TCGA is a great dataset for that type of training because it’s so vast, Gruen said. And by working to better serve the users of the CGC, Seven Bridges has developed a philosophy of data browsing, that he says gets “baked” into the functionality of a whole host of products.
“Our goal isn’t to make data available; it’s to make data useful,” he said.
That’s the mission behind a product the company launched to early access users in December of last year. Seven Bridges Sonar is a platform for previously-processed data that users can use to ask questions of genotypic and phenotypic metadata “to begin to go from big question to an actionable, testable hypothesis,” Gruen said. As researchers begin to accumulate genomes, they’ll need a tool to access past work and put it into context. “It’s allowing an organization to have all of their data and make use of all of this data that was expensive to generate. It was really useful in one capacity, but now it’s useful in a broader set of capacities.”
It’s a unifying need across both government and large pharma clients, Gruen said. “’How can we get the data to talk to one another?’ The more we can do that, the more we are delivering on our value of accelerating discovery.”
Spinning a Web
Seven Bridges has been applying its lessons learned on connecting data to the CAVATICA project as well, a partnership between the Cancer Moonshot, the Children’s Brain Tumor Tissue Consortium, and the Pacific Pediatric Neuro-Oncology Consortium.
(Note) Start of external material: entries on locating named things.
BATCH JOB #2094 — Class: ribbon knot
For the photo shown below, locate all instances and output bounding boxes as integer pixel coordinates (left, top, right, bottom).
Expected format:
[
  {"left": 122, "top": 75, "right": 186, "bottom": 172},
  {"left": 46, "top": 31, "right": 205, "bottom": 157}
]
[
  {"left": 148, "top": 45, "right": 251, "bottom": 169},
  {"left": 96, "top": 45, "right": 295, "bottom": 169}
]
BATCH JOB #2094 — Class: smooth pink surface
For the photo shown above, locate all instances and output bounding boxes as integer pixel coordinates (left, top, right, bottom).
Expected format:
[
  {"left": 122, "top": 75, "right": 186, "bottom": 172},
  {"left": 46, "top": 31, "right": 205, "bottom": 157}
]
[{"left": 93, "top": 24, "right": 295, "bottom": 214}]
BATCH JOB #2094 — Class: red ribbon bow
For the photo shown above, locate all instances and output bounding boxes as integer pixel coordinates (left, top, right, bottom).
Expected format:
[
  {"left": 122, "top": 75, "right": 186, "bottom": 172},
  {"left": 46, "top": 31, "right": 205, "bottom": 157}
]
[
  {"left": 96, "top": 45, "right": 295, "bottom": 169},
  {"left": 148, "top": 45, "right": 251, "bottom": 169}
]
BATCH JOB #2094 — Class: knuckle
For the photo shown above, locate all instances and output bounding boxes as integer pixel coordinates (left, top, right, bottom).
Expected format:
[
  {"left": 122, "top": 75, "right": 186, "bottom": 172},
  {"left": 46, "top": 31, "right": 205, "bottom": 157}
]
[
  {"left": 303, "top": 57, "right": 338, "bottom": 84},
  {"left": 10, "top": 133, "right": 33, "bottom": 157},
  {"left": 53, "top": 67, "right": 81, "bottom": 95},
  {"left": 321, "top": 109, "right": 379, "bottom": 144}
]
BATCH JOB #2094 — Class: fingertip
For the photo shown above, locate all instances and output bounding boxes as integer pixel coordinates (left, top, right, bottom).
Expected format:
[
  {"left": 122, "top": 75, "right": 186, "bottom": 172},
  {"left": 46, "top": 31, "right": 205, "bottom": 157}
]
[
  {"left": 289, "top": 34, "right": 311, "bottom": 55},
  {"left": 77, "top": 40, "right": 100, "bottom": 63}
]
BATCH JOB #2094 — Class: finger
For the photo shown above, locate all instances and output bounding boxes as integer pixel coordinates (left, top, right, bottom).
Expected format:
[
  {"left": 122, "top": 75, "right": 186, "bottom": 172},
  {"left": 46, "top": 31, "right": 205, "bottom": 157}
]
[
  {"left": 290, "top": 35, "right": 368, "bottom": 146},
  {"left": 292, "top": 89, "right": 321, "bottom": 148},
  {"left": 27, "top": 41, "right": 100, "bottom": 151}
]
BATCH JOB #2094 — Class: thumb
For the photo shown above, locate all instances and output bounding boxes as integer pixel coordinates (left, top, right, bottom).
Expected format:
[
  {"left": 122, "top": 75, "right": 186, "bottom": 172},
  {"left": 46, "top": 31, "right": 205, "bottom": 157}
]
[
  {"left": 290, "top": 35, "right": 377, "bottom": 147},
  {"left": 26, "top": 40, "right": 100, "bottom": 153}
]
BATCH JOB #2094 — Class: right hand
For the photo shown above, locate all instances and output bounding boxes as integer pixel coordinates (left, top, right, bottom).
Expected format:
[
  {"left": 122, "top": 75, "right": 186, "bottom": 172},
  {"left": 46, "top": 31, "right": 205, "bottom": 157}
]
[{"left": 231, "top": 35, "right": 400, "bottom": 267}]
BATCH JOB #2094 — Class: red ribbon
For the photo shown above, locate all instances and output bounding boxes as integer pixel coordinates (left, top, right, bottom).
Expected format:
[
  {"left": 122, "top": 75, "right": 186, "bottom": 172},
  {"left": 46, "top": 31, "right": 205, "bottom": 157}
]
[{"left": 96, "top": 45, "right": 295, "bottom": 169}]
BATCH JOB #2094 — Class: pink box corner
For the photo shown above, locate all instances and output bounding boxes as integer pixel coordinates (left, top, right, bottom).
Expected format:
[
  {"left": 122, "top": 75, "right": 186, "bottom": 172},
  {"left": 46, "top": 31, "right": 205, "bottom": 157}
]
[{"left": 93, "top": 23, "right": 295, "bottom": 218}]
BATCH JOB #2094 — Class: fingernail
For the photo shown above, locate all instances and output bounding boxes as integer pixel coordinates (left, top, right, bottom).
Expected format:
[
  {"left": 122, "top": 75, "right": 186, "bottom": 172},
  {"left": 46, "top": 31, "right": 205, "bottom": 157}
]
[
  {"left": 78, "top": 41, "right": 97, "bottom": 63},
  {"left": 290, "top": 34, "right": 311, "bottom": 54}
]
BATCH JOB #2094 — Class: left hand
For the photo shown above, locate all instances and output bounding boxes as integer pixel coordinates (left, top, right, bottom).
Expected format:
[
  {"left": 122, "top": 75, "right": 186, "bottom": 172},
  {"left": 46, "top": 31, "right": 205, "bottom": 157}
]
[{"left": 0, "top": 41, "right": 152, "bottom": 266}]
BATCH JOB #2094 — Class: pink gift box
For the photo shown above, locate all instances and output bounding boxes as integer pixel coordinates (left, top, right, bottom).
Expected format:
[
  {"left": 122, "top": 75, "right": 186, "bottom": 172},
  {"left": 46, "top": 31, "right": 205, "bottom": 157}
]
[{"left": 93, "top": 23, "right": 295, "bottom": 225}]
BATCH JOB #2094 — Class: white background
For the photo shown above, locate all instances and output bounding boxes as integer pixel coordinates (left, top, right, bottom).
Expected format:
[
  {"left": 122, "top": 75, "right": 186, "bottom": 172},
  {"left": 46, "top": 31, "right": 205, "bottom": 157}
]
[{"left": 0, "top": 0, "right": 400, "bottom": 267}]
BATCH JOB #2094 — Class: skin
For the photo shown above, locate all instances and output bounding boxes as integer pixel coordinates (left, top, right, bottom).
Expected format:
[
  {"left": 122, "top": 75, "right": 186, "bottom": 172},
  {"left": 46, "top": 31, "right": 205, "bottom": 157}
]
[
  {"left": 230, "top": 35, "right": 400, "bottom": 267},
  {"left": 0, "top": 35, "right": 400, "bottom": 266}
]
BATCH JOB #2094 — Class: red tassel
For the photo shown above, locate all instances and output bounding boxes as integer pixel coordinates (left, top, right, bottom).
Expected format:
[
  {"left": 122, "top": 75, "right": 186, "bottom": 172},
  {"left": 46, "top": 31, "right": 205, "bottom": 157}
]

The two consortia are biobanking samples at the Children’s Hospital of Philadelphia (which is a member of both), have collocated sequencing resources, and are sharing the data via an analysis platform launched in October 2016. The project hired Seven Bridges to build a “data analysis and sharing platform designed to accelerate discovery in a scalable, cloud-based compute environment where data, results, and workflows are shared among the world's research community,” according to the CAVATICA website.
“There’s not a huge amount of government funding for the production of pediatric data, so the more they’re able to combine data, the better statistical power they get,” Gruen said, calling CAVATICA a “spectacular” resource.
The data on the CAVATICA platform are varied: more than 111,000 files from 53 datasets (TCGA accounts for 33 of those), whole exome sequences, whole genome sequences, RNA-Seq, genotyping array, miRNA-Seq, and methylation arrays. The platform includes files on 41 different diagnoses including schizophrenia, pediatric cancers, and rare diseases.
“We’ve really learned a lot about harmonizing metadata, so we’re able to help them connect a bunch of different datasets in a way that enhances compliance. You can’t just break the rules and give your collaborators a USB drive. You’ve got to actually get access and all that. We’ve learned a lot about how to make data directly useful,” Gruen said.
CAVATICA is a finalist in this year’s Bio-IT World Best of Show Awards, and is a contender for the People’s Choice Award.